İslam akidesi, kime yönelirse yönelsin, zulmü engellemeyi bize öğütlerken, Müslümanlar aynı kıbleye secde ettikleri insanlara nasıl yardım etmeden durabilirler?
Bugün bize düşen ise, bütün yapay korkularımızı ve sahte güç gösterilerinin bilinç altımızda oluşturduğu çekinceleri bir kenara bırakmak, Müslümanların kardeşliğinin, birlikteliğinin sembolü olan Ramazan Ayına yaklaştığımız bu günlerde, Allah"ın ipine toptan sımsıkı sarılmaktır. Lübnan"da, Filistin"de ve son dönemde Müslümanlarca hali hatırlanmayan İslami Direniş"in Kafkasya Cephesinde, Çeçenistan"da özgürlükleri için zulme, işgale ve tuğyana karşı kıyam eden yiğitlerimizi hatırımızdan çıkarmamaktır. Küfrün tek vücut halinde "iman" eden yiğitlere saldırdığı bu zor vakitte, kardeşlerimizle el ele, gönül gönüle aynı mücadeleye baş koyabilmektir. Bugün bize düşen, kardeş olabilmektir, kardeş kalabilmektir, bu yol üzere sebat edip, zafer yahut şehadet bize isabet edinceye kadar başımıza gelen her zorluğa sabır göstermektir. Çünkü Allah sabredenlerle beraberdir, çünkü Allah sabredenlerin destekçisidir.

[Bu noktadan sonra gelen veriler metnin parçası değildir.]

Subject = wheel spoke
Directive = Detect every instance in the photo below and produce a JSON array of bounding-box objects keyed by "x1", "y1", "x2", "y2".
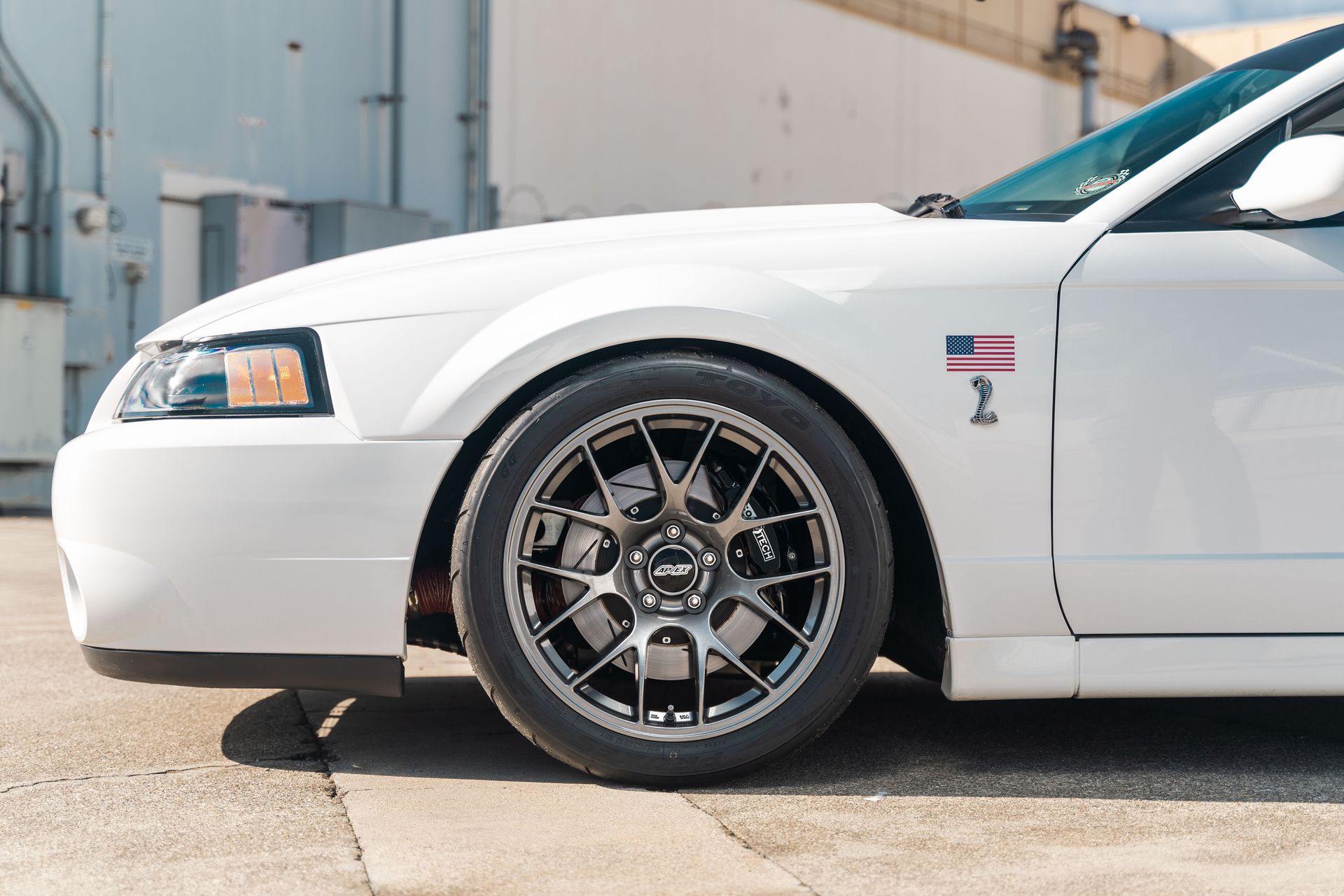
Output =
[
  {"x1": 532, "y1": 501, "x2": 622, "y2": 531},
  {"x1": 738, "y1": 563, "x2": 831, "y2": 594},
  {"x1": 532, "y1": 589, "x2": 602, "y2": 642},
  {"x1": 708, "y1": 634, "x2": 774, "y2": 693},
  {"x1": 673, "y1": 421, "x2": 719, "y2": 512},
  {"x1": 517, "y1": 557, "x2": 596, "y2": 589},
  {"x1": 723, "y1": 507, "x2": 821, "y2": 539},
  {"x1": 691, "y1": 636, "x2": 710, "y2": 725},
  {"x1": 634, "y1": 638, "x2": 649, "y2": 725},
  {"x1": 583, "y1": 442, "x2": 625, "y2": 520},
  {"x1": 719, "y1": 446, "x2": 774, "y2": 531},
  {"x1": 634, "y1": 418, "x2": 676, "y2": 505},
  {"x1": 738, "y1": 589, "x2": 812, "y2": 645},
  {"x1": 570, "y1": 631, "x2": 634, "y2": 689}
]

Ey Rabbimiz! Gönüllerimizi birbirine yakınlaştır. Kalplerimizi iman üzere cem et! Ellerimizi, kenetlenerek tağutlara karşı mücadele sancağını yükselten ellerin arasına dahil et! Bize rahmet et! Rahmet et ki, rahmetinden mahrum olan hiçbir canlı kurtuluşa eremez. Bizi yollarına hidayet et! Hidayet et ki senin hidayet ışığından mahrum olanlar zifiri karanlıktadırlar. Ve bizi yolunda olabilenlerden, yolunda ölebilenlerden kıl!